The questioning by court threatens to affect the reputation of France as well as Ms Lagarde. Entrepreneur Bernard Tapie had received that payment after a private arbitration process to resolve a dispute between him, Credit Lyonnais bank and the government related to the botched sale of adidas AG (ETR:ADS) (FRA:ADS). Mr Tapie had claimed that the credit Lyonnais defrauded him in the Adidas deal, a sports equipment maker he owned in the 1990’s.

Adidas Deal

Christine Lagarde is considered a trailblazer and her negotiation skills were highly admired through the Eurozone debt crisis. But her decision to take the Adidas dispute out of the courts to a private arbitration fueled speculations.
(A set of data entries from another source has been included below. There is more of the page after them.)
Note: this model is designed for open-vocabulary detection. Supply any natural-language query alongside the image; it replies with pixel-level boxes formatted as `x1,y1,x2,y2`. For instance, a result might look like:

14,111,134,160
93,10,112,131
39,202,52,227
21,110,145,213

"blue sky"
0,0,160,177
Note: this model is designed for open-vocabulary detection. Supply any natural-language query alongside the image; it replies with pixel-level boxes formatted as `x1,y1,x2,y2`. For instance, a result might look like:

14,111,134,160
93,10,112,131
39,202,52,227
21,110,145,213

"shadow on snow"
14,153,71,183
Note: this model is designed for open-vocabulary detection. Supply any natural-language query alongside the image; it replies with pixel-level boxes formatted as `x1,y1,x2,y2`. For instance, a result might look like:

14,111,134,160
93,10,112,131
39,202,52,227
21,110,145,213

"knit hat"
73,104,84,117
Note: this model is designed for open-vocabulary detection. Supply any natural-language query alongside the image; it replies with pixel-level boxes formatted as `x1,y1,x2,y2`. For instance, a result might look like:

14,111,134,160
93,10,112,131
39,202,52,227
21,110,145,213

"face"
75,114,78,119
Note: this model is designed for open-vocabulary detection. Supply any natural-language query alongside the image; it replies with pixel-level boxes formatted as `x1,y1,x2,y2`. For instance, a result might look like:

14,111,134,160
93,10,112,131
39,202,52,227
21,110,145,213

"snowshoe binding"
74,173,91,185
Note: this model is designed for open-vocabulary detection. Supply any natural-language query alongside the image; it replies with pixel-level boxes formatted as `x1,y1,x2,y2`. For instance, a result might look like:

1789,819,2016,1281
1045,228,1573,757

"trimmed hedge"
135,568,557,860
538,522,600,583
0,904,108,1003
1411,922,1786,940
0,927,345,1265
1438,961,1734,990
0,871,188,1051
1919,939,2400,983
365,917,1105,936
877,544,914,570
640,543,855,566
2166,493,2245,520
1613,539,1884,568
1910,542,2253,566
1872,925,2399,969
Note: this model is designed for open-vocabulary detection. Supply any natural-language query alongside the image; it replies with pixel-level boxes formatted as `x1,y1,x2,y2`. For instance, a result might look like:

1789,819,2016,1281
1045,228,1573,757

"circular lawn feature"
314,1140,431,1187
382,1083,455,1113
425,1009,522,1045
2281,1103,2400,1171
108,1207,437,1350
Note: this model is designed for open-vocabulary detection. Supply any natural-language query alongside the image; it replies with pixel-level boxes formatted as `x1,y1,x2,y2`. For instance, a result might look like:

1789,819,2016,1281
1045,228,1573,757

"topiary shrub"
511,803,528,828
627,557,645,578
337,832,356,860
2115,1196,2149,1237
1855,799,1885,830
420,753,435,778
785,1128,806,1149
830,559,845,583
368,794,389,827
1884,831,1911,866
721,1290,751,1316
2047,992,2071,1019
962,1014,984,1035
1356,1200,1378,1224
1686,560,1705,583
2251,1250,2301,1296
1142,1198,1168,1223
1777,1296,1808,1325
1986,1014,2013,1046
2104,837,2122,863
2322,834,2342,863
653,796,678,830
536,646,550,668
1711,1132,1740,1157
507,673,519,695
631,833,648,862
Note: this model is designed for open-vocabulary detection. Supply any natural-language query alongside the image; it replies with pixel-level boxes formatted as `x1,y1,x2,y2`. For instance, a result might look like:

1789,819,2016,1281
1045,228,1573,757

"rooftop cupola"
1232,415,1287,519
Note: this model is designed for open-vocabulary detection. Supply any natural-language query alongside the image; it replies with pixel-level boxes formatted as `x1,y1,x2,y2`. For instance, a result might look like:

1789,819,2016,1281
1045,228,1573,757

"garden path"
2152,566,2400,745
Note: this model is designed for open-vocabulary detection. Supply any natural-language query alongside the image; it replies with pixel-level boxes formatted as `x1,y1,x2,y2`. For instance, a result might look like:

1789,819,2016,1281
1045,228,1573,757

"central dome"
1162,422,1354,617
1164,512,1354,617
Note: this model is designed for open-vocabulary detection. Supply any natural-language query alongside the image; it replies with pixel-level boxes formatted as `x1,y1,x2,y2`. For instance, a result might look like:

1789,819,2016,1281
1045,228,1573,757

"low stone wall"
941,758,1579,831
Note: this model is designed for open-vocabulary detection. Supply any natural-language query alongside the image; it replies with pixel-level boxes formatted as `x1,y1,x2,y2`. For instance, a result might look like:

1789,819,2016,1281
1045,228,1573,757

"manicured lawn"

The case going into a private arbitration was against the logic because it involved a state-owned bank.

Leading Socialist lawmakers, including the prime minister Jean-Marc Ayrault asked the court of justice of the republic (CJR) to investigate in 2011. Tapie was close to Lagarde’s previous boss Nicholas Sarkozy, and he had backed Sarkozy’s election campaign. So, the Socialists suspected that taking the arbitration out of courts was Sarkozy government’s trick to reward Mr. Tapie at the expense of public money. CJR deals specifically with ministerial issues.

Christine Lagarde Has The Backing of IMF

The questioning may last up to two days and Lagarde will be told after questioning if there is any formal investigation. If it results into a trial and if she is convicted, Lagarde may face up to 10 years in prison. The International Monetary Fund was aware of the probe when she replaced Dominique Strauss-Kahn as its managing director in 2011.

IMF said it is confident that Lagarde would be proven innocent. Christine Lagarde has already denied any wrongdoing.